Intra-Afghan talks, Taliban’s attempt to form government
After half a century of war, Afghanistan’s peace talks have entered a new arena under the influence of foreign powers, and the High Council for Reconciliation has been tasked by the Afghan government to resolve the conflict with the Taliban and bring peace to Afghanistan.
According to the US-Taliban peace agreement, intra-Afghan talks were to begin ten days after the signing of the Taliban-US peace agreement on February 29, 2020; But the process of releasing Taliban prisoners, a precondition for the Taliban to begin negotiations, has been delayed for more than seven months. Following the delay, representatives of the two sides finally met in Qatar last Sunday and officially resumed initial talks.
In the meantime, foreign countries have each had an impact on these negotiations, among which the United States has a greater influence and is directly involved in the negotiation process.
And according to the framework designed in these negotiations, it can be said that the Afghan government is not able to move forward without the approval and coordination of the United States.
“We agree with the Taliban that no foreign parties should be present in the negotiating room, but they may be needed at some point in the negotiations,” Abdullah Abdullah said in an interview before the initial talks with the Taliban.
Other important issues raised by the parties in the negotiations include the following:
1- Ceasefire: which Abdullah Abdullah has mentioned as the first issue in the negotiations with the Taliban and despite the reduction of violence agreed between the US and the Taliban, the clashes continue and the Afghan government strongly condemns this issue. Sustainable casefire is one of the main demands of the Afghan government.

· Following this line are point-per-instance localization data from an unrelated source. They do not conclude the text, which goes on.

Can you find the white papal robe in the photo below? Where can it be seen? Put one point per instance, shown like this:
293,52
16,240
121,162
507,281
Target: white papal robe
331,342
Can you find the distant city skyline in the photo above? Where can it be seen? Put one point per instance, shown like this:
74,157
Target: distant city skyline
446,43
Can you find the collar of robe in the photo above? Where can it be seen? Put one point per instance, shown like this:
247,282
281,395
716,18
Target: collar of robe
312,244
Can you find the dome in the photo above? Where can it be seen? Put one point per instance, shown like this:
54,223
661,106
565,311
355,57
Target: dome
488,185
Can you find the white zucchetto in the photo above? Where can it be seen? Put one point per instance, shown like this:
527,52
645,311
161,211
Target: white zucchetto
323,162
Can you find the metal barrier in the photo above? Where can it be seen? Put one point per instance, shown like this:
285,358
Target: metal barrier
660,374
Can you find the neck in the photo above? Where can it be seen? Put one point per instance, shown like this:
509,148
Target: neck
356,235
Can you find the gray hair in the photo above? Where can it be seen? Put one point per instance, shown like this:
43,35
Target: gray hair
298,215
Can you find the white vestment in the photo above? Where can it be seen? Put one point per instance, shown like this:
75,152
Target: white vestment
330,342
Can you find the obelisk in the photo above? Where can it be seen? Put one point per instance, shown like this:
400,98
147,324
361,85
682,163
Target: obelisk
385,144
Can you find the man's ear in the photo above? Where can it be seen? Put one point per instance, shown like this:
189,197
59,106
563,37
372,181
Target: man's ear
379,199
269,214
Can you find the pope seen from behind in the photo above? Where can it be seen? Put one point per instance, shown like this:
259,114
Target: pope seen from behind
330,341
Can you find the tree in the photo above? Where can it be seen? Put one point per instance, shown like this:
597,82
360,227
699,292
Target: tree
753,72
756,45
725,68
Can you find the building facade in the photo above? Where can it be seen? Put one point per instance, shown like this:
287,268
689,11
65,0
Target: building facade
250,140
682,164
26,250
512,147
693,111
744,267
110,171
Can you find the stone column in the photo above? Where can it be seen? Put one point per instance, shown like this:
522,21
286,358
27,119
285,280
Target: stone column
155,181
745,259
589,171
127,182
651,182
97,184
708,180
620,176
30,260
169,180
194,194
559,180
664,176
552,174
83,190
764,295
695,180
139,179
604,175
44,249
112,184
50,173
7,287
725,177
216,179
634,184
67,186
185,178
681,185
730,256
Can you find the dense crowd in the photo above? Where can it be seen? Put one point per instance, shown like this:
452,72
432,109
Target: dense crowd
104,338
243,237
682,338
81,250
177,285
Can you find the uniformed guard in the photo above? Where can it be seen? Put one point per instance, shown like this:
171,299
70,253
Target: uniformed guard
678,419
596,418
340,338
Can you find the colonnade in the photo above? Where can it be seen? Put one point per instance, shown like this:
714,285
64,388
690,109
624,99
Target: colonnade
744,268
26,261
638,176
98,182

2- Islamic system: which “Mullah Abdul Ghani Baradar” has mentioned as one of the main goals of the Taliban. Of course, most political currents in Afghanistan emphasize the implementation of the “Islamic system” in this country, but their definitions are different from this statement, and perhaps this is the most important reason for the continuing war in Afghanistan so far.
3- Provisional government: which is mostly mentioned by the Afghan media and has not been seriously discussed in the negotiation process so far. But it could become the Taliban’s newest and most important negotiating tool in the peace talks.
4 – Reduction of foreign forces: This issue is also one of the US commitments in the peace agreement with the Taliban, which according to the latest statements of US officials, the US is reducing the number of its troops from 8,000 to 4,500.
The US military withdrawal from Afghanistan, in addition to the triumphant gesture it portrays for the Taliban, will make some influential powers, such as Iran and Russia, more positive about the Afghan peace talks.
In fact, the US withdrawal from Afghanistan will alleviate some of Iran’s concerns about the security of its eastern borders, and with this, the level of hope for a full-fledged peace in Afghanistan will increase.
Another issue highlighted by the media in recent days was the shift of the Taliban negotiator from “Shir Mohammad Abbas Stanekzai” to “Mawlavi Abdul Hakim”, which was attributed to internal Taliban disputes. This change not only does not reflect the internal differences of the Taliban, but also shows the coordination and intelligence of the Taliban during the negotiations. Because Abdul Hakim is a more dominant figure in the field of negotiations with Afghan internal groups and more suitable for resolving disputes with them.
One of the reasons Stanekzai chose to negotiate with the United States was his fluency in English and foreign policy issues, but what matters to the Taliban in negotiating with Afghan groups is the ideology and thinking they have fought for years to differentiate themselves from other Afghan groups. According to Taliban officials, no one but Mawlavi Abdul Hakim is able to defend their positions in the internal negotiations.
In general, both the central government and the Taliban have come to the conclusion that war is not the right solution to the conflict, and that negotiation is the best way to bring peace to Afghanistan.
Based on past statements by Taliban officials and the change in the composition of the Taliban negotiating team, it can be said that the group does not intend to withdraw from its positions in the inter-Afghan talks from “forming a government” and it seems that issues such as “permanent ceasefire” And “severing ties with al-Qaeda” are Taliban’s tools for achieving this important goal.
Therefore, it is very likely that the Taliban will call for elections in Afghanistan in the negotiations, because they consider the majority of Afghanistan as their supporters. Also, the Taliban will definitely never approve of Ashraf Ghani’s government as the organizer of the elections and will demand the formation of an interim government or an independent election committee to hold the elections; Because they believe in fraud and manipulation of votes in the third and fourth presidential elections in Afghanistan and will not enter the predetermined land by the Westernist government of Afghanistan.